Les grandes figures des Lumières bénéficient de cet héritage : la figure du théiste de Voltaire doit par exemple beaucoup à sa lecture du Coran. Montesquieu, Helvétius, Rousseau apportent leur contribution. Boulainvilliers offre une biographie sur Muhammad qui lui vaudra d’être traité de cryptomusulman, le Britannique Georges Sale donne une traduction du Coran d’une qualité remarquable. L’islam entre dans le concert des religions du monde et sort du domaine strictement religieux qui l’enfermait dans des stéréotypes longtemps ressassés, pour devenir un véritable objet de savoir, inspirant réflexion philosophique, morale, religieuse, politique et culturelle.

L’islam de nouveau rejeté

Évidemment tous ne choisissent pas les mêmes orientations ; l’Encyclopédie entend par exemple faire perdurer la dimension polémiste médiévale, tandis que les idéologues, « alliés doctrinaires » de certains jésuites de la fin du siècle, prépareront tout un fonds destiné à préparer la colonisation des pays musulmans. De grandes voix s’y opposeront en vain.

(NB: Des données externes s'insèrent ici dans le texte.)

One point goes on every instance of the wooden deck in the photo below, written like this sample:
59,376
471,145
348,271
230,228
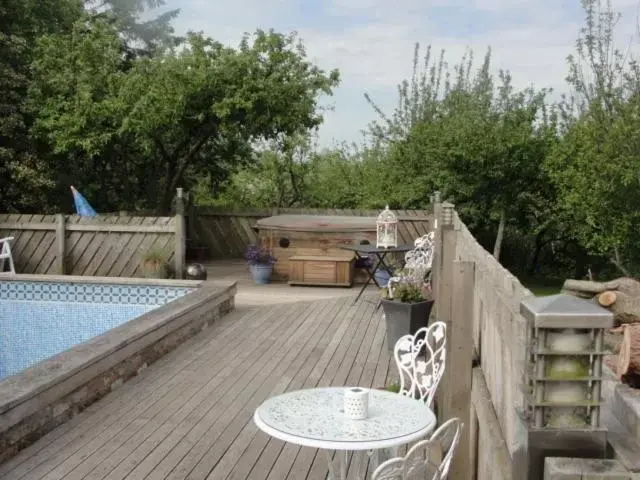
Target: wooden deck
227,271
190,414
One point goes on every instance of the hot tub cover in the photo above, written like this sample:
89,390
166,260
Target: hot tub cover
317,223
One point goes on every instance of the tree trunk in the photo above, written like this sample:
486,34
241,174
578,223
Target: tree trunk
533,266
500,236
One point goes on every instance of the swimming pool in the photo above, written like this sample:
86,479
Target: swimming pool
41,319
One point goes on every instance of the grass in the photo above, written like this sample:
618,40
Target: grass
542,287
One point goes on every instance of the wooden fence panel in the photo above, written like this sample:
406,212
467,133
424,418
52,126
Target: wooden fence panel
106,245
228,233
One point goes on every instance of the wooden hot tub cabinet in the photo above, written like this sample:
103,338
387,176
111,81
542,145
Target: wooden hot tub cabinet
322,271
311,235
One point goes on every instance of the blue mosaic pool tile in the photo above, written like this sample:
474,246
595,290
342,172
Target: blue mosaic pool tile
90,293
41,319
31,331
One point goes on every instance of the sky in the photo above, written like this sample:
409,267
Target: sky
371,42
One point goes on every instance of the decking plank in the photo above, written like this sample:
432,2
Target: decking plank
202,381
334,375
234,467
206,433
242,431
189,415
108,410
157,463
199,382
289,456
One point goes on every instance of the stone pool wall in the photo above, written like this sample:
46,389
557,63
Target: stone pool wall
39,399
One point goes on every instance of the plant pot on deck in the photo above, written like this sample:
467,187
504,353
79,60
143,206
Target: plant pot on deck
404,318
261,273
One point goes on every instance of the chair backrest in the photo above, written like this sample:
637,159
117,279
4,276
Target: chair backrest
426,460
420,359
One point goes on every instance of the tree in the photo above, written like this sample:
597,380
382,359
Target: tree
23,174
139,129
595,167
483,146
141,37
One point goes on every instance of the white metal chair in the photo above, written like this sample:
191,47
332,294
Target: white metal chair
426,460
5,255
417,263
420,359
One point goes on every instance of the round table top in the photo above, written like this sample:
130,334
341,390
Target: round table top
315,418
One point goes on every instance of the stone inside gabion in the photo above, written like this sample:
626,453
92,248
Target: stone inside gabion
565,417
196,271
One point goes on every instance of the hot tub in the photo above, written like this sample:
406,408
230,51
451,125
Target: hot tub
291,235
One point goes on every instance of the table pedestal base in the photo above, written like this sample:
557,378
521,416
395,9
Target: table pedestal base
338,463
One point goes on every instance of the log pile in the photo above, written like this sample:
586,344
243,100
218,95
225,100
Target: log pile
622,297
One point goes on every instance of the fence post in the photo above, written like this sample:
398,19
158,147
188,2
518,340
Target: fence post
60,244
444,294
457,401
179,236
437,249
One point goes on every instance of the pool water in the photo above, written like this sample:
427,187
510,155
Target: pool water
39,320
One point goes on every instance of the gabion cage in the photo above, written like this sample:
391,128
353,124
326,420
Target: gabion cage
563,375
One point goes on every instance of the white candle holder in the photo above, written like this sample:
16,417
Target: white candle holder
356,403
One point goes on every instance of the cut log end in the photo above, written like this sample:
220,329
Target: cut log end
608,298
629,354
624,355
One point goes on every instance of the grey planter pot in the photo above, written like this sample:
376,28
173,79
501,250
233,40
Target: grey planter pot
404,318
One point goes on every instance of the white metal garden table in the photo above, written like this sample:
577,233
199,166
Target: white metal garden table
315,418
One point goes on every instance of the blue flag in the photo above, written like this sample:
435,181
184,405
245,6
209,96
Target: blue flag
82,206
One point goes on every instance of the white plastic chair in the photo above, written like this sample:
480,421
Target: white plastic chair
5,255
420,359
426,460
417,263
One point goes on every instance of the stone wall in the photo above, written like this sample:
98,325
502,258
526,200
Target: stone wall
39,399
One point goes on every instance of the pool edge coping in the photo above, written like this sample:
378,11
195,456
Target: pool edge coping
159,282
84,355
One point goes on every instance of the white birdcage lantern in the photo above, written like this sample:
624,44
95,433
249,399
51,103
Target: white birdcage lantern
387,229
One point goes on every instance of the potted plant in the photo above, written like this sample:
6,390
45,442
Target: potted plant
260,262
154,263
406,307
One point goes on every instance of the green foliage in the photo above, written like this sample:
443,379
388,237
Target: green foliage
595,167
23,176
134,131
408,293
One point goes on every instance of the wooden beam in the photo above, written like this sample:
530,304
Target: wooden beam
180,241
87,227
457,401
444,300
27,226
60,244
113,228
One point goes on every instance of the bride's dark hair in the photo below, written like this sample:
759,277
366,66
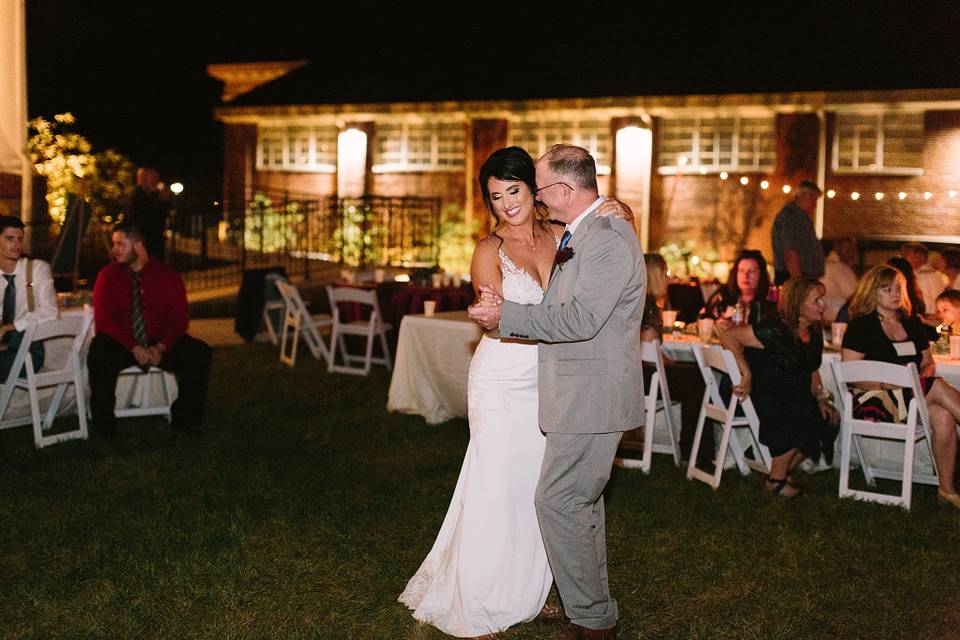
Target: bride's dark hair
509,163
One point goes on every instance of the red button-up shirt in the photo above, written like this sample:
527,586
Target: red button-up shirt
162,295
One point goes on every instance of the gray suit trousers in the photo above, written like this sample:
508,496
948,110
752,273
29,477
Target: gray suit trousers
569,500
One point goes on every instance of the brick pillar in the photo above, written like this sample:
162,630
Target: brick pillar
632,169
486,136
239,164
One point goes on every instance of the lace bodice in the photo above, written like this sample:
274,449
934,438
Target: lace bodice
518,285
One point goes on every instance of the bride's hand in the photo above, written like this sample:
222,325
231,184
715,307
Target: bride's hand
489,296
613,207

Ce sera l’expédition de Tripoli par les États-Unis d’Amérique, la conquête française de l’Égypte, plus tard celle de l’Algérie. Le temps de l’ouverture, de la tolérance, de l’humanisme est déjà loin.

Quel est le bilan de la campagne d’Égypte ?

D’aucuns comme Joseph de Maistre ou Louis de Bonald analyseront ce virage comme un retour aux croisades dont ils se féliciteront, jetant l’anathème sur tous ceux qui auront rêvé une humanité plus fraternelle, digne combat des Lumières, déplorant que nos philosophes aient pu vanter « leurs mœurs, leur administration, leur politique, même quelques-uns leur religion ». Maistre soulignera l’incompatibilité insigne, l’impossible coexistence des chrétiens et des musulmans : « La guerre entre nous est naturelle, et la paix forcée. Dès que le chrétien et le musulman viennent à se toucher, l’un des deux doit servir ou périr ».

C’est donc là tout un pan de notre histoire intellectuelle qui débouchera sur une sociologie et une théorie laïque du phénomène religieux. Dans la longue succession historique, après avoir été renfermé dans des bornes strictement religieuses, l’islam est devenu un objet de savoir à part entière. Des auteurs fameux, méconnus ou obscurs, auront, chacun à leur manière, largement contribué à alimenter cette connaissance. La fin du XVIIIe siècle inaugurera un véritable choc des représentations : à partir de ce moment-là, le rejet prendra une forme radicale.